Daniel Eduvijes Carrera is an accomplished voice in American Latiné filmmaking. His films have screened at major international festivals including Cannes, Tribeca, Guadalajara, Morelia, and Palm Springs, as well as at prominent cultural institutions such as the American Library in Paris and the Cineteca Nacional in Mexico City.
His work has received numerous honors, including the Imagen Foundation Award, Top Prize in Ovation TV’s “Search for the Next Revolutionary Filmmaker,” and recognition as Best Latino Film Director by the Directors Guild of America Student Film Awards. Most recently, he received the Best Short Film Award at the American Pavilion Emerging Filmmaker Showcase at the Cannes Film Festival.
Carrera is a Fulbright Scholar in Film (Mexico/USA), a distinction that informs his cross-border creative practice and sustained engagement with transnational storytelling. He is also a recipient of grants and fellowships from the National Hispanic Foundation for the Arts and the National Association of Latino Arts and Cultures (NALAC), and was named a California Arts Council Established Artist in Los Angeles. Additional honors include the Djerassi Artist Residency Award in screenwriting, a fellowship with Produire au Sud in France, participation in Film Independent’s Project: Involve as well as recognition by the Rockefeller Foundation/Tribeca Film Institute Media Arts Fellowship.

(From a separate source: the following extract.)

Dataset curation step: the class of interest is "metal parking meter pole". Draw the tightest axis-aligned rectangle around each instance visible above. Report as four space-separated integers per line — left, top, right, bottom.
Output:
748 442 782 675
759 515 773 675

His recent short films include THE FIRES OF SOLEDAD and EL PAISA, both supported by the Latino Public Broadcasting Media Content Fund. THE FIRES OF SOLEDAD premiered at the Downtown Los Angeles Film Festival, where it won Best Foreign Language Short Film before airing on PBS. EL PAISA premiered at Outfest Los Angeles, received numerous awards, toured nationally throughout Mexico, and is also broadcast nationally on PBS. His most recent film, FIAT LUX 5000, supported by the Netflix/Latino Film Institute Inclusion Fellowship, has been recognized for Best Director and Best Actor by the Mexican American Cultural Education Foundation Awards and is currently touring the festival circuit.
Beyond directing, Carrera served as Creative Producer and Casting Director on the award-winning documentary WILDNESS (SXSW, Outfest), which explores the Latiné transgender community of Los Angeles. He has worked extensively as a screenplay analyst for ABC/Disney, Starz, NBC/Universal, and the Academy of Motion Picture Arts & Sciences’ Nicholl Fellowship, having evaluated over 3,000 feature-length screenplays with a focus on Latiné, queer, and genre filmmaking.
As an educator and mentor, he has taught film at Columbia University, led filmmaking workshops for the Robert F. Kennedy Human Rights organization, and served as a Teaching Artist in Residence with the Tribeca Film Institute, supporting emerging filmmakers from underrepresented communities.
Carrera holds highest honors in Film Studies and English Literature from the University of California, Berkeley, studied Cinema and Mexican Culture at the National Autonomous University of Mexico (UNAM), and received a Dean’s Fellowship for his MFA in Film from Columbia University’s Graduate School of the Arts.
Rooted in his queer and Mexican immigrant heritage, his practice spans narrative and experimental forms that engage questions of memory, identity, and cultural inheritance within contemporary cinema.